Ether (ETH) continued its retreat on Tuesday, slipping beneath $4,000 for the first time since its all-time high set just 32 days ago. Analysis of the token's derivatives reveals a varied picture of what will happen next.
Investors Weigh Mixed Signals from Futures & Options as ETH Breaches $4,000

Ether's 19% retracement from its $4,954 peak follows a 100% rally from 1 July, fueled by expectations of US Federal Reserve rate cuts when markets were pricing in over a 90% probability. The Fed has since delivered a 25 basis point cut, while Chair Jerome Powell warned against moving “too aggressively” and leaving inflation unfinished, signaling a more cautious stance going forward. That's tempered some of the aggressive easing bets that fueled the summer rally and continued to position the US central bank's activities as a key driver of financial markets across multiple asset classes.
The broader crypto market has cooled in parallel. The Alt Season Index peaked at 77 and is now rolling over, meaning most altcoins are underperforming Bitcoin on a 90-day basis – levels we have flagged as caution signals when macro and PMI backdrops are unsupportive.
On-chain signals show moderation. Monthly active addresses have slipped 9% from 12.96mn in late August to 11.81mn, while whale addresses holding more than 0.1% of supply have fallen to 91, the lowest since 2018 and a sign that the largest holders are actively de-risking.
Derivatives markets highlight shifting sentiment.
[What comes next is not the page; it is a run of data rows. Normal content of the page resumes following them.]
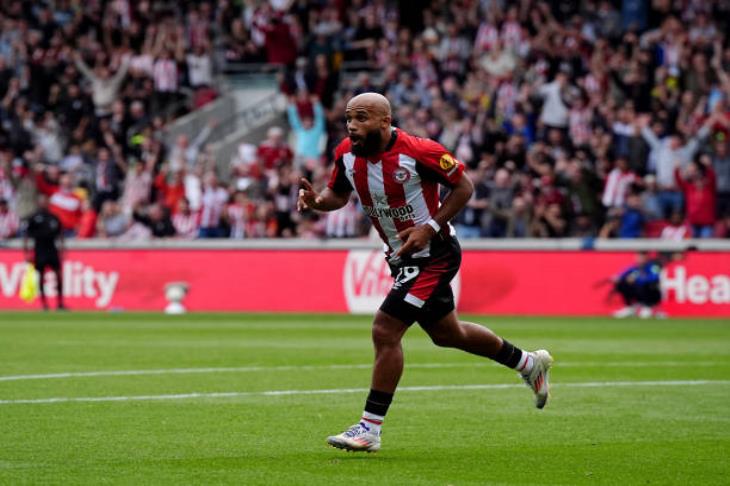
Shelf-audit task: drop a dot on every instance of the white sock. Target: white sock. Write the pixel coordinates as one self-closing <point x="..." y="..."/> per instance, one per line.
<point x="524" y="366"/>
<point x="372" y="422"/>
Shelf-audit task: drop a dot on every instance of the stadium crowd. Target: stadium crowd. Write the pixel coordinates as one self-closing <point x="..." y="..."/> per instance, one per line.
<point x="575" y="119"/>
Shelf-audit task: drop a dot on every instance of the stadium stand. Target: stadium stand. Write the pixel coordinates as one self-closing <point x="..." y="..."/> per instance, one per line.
<point x="572" y="117"/>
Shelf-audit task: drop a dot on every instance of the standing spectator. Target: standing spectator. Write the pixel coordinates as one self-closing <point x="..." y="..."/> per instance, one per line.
<point x="171" y="188"/>
<point x="495" y="219"/>
<point x="468" y="223"/>
<point x="721" y="164"/>
<point x="184" y="154"/>
<point x="236" y="215"/>
<point x="157" y="219"/>
<point x="104" y="86"/>
<point x="109" y="175"/>
<point x="186" y="222"/>
<point x="166" y="83"/>
<point x="699" y="188"/>
<point x="200" y="67"/>
<point x="650" y="199"/>
<point x="676" y="230"/>
<point x="554" y="112"/>
<point x="632" y="219"/>
<point x="9" y="223"/>
<point x="64" y="203"/>
<point x="281" y="47"/>
<point x="665" y="153"/>
<point x="274" y="152"/>
<point x="112" y="222"/>
<point x="213" y="202"/>
<point x="617" y="184"/>
<point x="44" y="228"/>
<point x="309" y="132"/>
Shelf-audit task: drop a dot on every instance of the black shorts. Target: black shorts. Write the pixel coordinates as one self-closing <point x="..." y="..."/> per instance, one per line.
<point x="421" y="291"/>
<point x="47" y="261"/>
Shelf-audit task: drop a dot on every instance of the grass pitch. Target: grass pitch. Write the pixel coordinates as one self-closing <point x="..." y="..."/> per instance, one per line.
<point x="150" y="399"/>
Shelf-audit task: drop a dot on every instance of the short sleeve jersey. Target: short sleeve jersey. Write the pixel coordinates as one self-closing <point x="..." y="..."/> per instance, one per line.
<point x="399" y="187"/>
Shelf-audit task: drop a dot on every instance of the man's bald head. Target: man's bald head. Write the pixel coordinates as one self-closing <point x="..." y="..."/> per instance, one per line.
<point x="368" y="123"/>
<point x="376" y="102"/>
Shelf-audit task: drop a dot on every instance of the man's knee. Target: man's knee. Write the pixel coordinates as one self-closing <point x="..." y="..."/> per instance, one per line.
<point x="446" y="336"/>
<point x="387" y="331"/>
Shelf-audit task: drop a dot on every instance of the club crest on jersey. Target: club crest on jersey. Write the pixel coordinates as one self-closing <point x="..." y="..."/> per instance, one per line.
<point x="401" y="175"/>
<point x="447" y="162"/>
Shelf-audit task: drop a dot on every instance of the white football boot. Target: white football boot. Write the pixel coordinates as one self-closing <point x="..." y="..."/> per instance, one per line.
<point x="538" y="378"/>
<point x="628" y="311"/>
<point x="356" y="438"/>
<point x="645" y="312"/>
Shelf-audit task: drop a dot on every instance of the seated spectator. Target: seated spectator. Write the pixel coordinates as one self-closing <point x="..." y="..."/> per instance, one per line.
<point x="9" y="223"/>
<point x="617" y="184"/>
<point x="308" y="132"/>
<point x="64" y="203"/>
<point x="87" y="225"/>
<point x="213" y="202"/>
<point x="632" y="218"/>
<point x="104" y="86"/>
<point x="273" y="151"/>
<point x="677" y="229"/>
<point x="112" y="221"/>
<point x="186" y="222"/>
<point x="156" y="218"/>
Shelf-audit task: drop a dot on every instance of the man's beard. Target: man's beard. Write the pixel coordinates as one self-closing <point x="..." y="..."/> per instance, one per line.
<point x="370" y="145"/>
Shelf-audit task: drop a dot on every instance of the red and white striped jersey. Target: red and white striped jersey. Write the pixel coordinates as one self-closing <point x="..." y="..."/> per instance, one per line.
<point x="399" y="187"/>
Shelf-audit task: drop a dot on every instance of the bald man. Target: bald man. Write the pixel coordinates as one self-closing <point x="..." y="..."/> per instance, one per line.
<point x="397" y="178"/>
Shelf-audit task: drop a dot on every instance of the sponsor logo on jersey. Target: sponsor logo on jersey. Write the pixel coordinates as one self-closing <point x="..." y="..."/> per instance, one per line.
<point x="367" y="280"/>
<point x="447" y="162"/>
<point x="401" y="175"/>
<point x="403" y="213"/>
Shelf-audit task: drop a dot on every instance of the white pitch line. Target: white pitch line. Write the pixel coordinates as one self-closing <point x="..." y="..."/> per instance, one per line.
<point x="247" y="369"/>
<point x="333" y="391"/>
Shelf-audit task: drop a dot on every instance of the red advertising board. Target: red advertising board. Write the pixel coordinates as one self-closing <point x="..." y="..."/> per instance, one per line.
<point x="490" y="282"/>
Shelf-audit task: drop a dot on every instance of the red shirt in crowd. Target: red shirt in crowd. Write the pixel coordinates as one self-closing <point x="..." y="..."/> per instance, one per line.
<point x="273" y="156"/>
<point x="64" y="204"/>
<point x="699" y="197"/>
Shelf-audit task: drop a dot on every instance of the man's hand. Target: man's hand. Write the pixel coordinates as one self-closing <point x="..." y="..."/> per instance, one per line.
<point x="416" y="238"/>
<point x="308" y="197"/>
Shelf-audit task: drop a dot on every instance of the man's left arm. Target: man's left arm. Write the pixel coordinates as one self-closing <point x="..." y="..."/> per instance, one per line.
<point x="417" y="237"/>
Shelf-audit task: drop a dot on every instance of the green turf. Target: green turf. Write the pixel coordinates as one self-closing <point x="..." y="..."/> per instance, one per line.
<point x="643" y="434"/>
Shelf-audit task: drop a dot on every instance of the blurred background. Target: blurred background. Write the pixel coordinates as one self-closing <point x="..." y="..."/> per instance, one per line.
<point x="579" y="122"/>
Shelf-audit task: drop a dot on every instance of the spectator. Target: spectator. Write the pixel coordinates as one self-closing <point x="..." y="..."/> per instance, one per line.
<point x="721" y="166"/>
<point x="185" y="221"/>
<point x="650" y="199"/>
<point x="112" y="222"/>
<point x="699" y="188"/>
<point x="157" y="219"/>
<point x="617" y="184"/>
<point x="308" y="132"/>
<point x="345" y="223"/>
<point x="104" y="87"/>
<point x="9" y="223"/>
<point x="273" y="152"/>
<point x="213" y="202"/>
<point x="665" y="153"/>
<point x="632" y="218"/>
<point x="236" y="215"/>
<point x="677" y="229"/>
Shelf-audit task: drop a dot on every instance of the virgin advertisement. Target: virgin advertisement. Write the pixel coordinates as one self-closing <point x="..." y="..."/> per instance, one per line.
<point x="553" y="283"/>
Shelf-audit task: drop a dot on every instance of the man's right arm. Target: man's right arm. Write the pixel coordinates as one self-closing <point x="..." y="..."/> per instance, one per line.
<point x="327" y="200"/>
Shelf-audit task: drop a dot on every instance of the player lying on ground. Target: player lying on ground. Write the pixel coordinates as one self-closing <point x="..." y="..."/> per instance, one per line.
<point x="397" y="178"/>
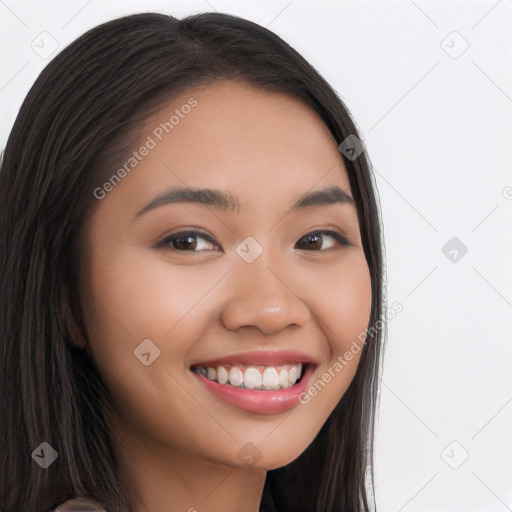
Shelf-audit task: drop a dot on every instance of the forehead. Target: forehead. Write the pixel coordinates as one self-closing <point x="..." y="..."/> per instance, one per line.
<point x="261" y="146"/>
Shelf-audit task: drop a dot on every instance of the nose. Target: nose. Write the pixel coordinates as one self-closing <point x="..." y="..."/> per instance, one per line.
<point x="260" y="297"/>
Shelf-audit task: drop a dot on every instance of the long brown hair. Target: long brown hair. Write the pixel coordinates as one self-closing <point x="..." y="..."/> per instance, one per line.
<point x="76" y="124"/>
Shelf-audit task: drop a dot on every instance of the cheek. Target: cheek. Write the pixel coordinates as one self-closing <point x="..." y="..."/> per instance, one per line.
<point x="343" y="307"/>
<point x="343" y="300"/>
<point x="138" y="298"/>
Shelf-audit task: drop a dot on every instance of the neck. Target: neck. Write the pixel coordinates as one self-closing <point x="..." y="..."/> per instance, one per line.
<point x="161" y="479"/>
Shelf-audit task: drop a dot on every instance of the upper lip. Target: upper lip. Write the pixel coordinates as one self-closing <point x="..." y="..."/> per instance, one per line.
<point x="261" y="358"/>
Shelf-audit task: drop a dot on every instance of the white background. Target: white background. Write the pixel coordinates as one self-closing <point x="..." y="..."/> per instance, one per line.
<point x="437" y="126"/>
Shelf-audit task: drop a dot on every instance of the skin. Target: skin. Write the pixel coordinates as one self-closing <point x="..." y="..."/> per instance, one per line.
<point x="175" y="443"/>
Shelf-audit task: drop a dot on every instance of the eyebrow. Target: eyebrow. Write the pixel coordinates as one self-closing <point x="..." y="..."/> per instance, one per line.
<point x="227" y="202"/>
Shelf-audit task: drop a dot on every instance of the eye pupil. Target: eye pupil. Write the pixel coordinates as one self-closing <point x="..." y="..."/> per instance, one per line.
<point x="186" y="246"/>
<point x="313" y="239"/>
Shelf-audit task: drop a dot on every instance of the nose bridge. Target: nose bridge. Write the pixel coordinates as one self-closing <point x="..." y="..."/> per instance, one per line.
<point x="260" y="294"/>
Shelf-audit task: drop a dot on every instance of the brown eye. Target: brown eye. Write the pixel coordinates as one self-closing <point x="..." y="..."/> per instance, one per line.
<point x="314" y="240"/>
<point x="187" y="241"/>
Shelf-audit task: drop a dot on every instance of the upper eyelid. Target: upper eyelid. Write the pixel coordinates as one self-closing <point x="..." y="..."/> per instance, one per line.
<point x="328" y="232"/>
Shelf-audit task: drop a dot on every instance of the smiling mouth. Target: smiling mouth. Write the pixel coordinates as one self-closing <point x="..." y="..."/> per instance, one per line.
<point x="254" y="376"/>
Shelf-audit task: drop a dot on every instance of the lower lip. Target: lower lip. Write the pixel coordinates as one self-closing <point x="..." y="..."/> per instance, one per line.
<point x="261" y="401"/>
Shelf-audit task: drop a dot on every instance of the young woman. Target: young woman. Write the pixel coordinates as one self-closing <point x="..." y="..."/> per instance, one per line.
<point x="192" y="279"/>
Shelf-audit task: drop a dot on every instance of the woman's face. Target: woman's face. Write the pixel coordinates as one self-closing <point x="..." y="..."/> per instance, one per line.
<point x="251" y="281"/>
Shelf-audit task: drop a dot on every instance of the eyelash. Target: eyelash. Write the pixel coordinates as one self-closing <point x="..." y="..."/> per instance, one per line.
<point x="166" y="242"/>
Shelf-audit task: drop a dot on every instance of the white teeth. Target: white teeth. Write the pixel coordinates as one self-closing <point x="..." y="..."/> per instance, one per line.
<point x="282" y="379"/>
<point x="236" y="377"/>
<point x="260" y="377"/>
<point x="292" y="375"/>
<point x="252" y="378"/>
<point x="269" y="378"/>
<point x="222" y="375"/>
<point x="211" y="373"/>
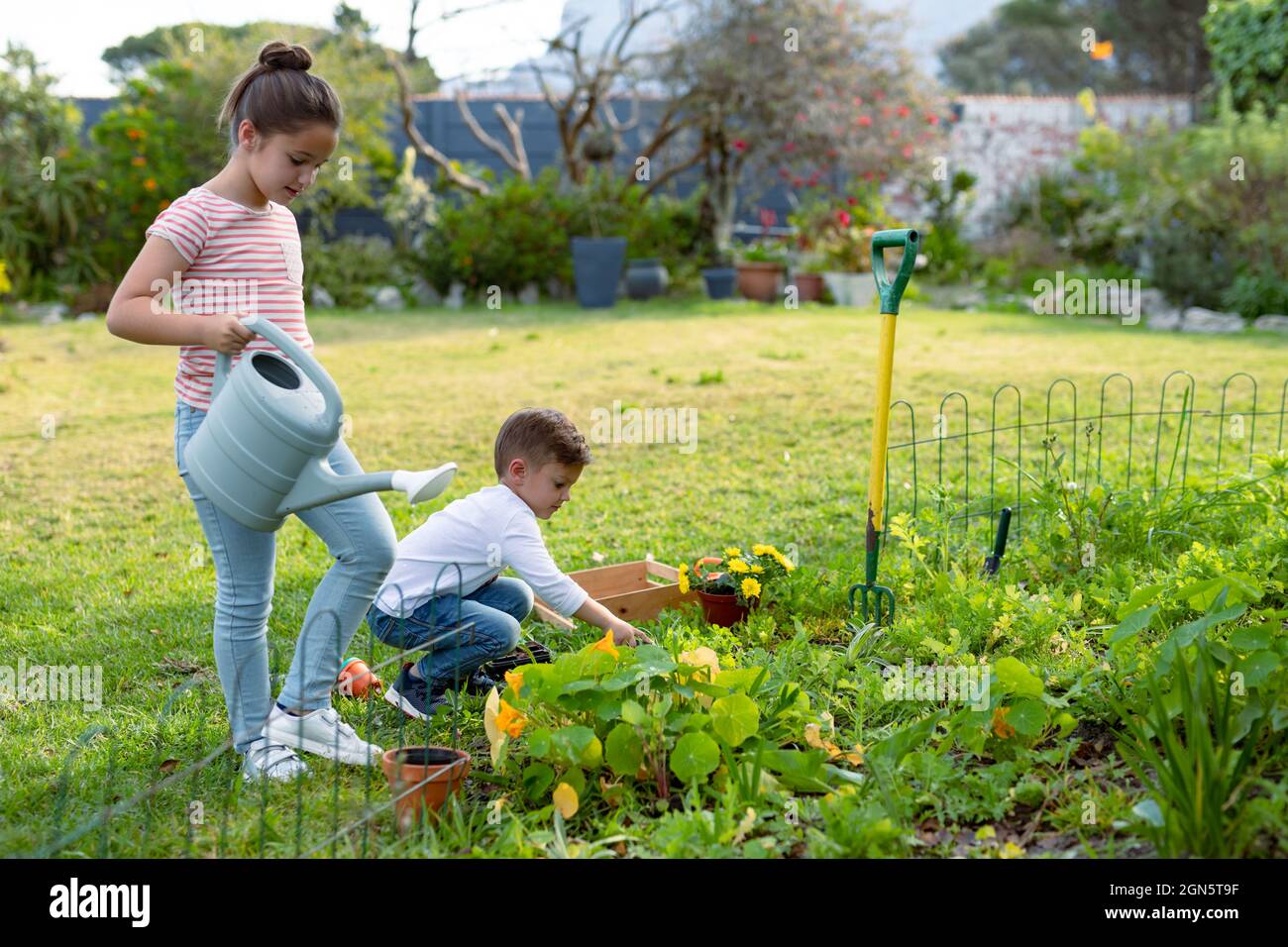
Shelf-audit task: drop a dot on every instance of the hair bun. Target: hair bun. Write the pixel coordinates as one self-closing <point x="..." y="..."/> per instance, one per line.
<point x="281" y="55"/>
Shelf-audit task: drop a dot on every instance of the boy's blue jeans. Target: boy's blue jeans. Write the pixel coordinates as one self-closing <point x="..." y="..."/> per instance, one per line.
<point x="361" y="538"/>
<point x="462" y="634"/>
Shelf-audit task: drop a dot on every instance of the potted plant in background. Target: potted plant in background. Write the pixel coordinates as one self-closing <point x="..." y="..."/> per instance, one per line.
<point x="837" y="232"/>
<point x="596" y="261"/>
<point x="807" y="277"/>
<point x="645" y="277"/>
<point x="730" y="592"/>
<point x="848" y="272"/>
<point x="761" y="266"/>
<point x="720" y="277"/>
Coinmetrics data shows perpetual funding rates are now 0.5%, a steep decline from the double-digit levels seen during the ATH surge, indicating leveraged longs have been pared back but not reversed into net short positioning. Futures open interest has contracted by roughly 15%, from $40.9bn in August to $34.4bn, showing reduced leverage participation.
Options markets remain more constructive: the put/call ratio on Deribit stands at 0.61, with concentrated open call interest at $5k ($556mn), $6k ($513mn), and $7k ($339mn) for 31 Oct and 26 Dec expiries, signaling traders continue to position for year-end upside. Realized 30-day volatility has compressed to 0.49, reflecting declining realized swings even as price tests a critical support zone.
Overall, the $4,000 level is pivotal. Sustained support here, coupled with stable funding and strong call positioning, could enable a rebound toward $4,500. Conversely, a decisive break lower, reinforced by continued whale distribution and weakening network demand, would increase the risk of a move toward $3,500.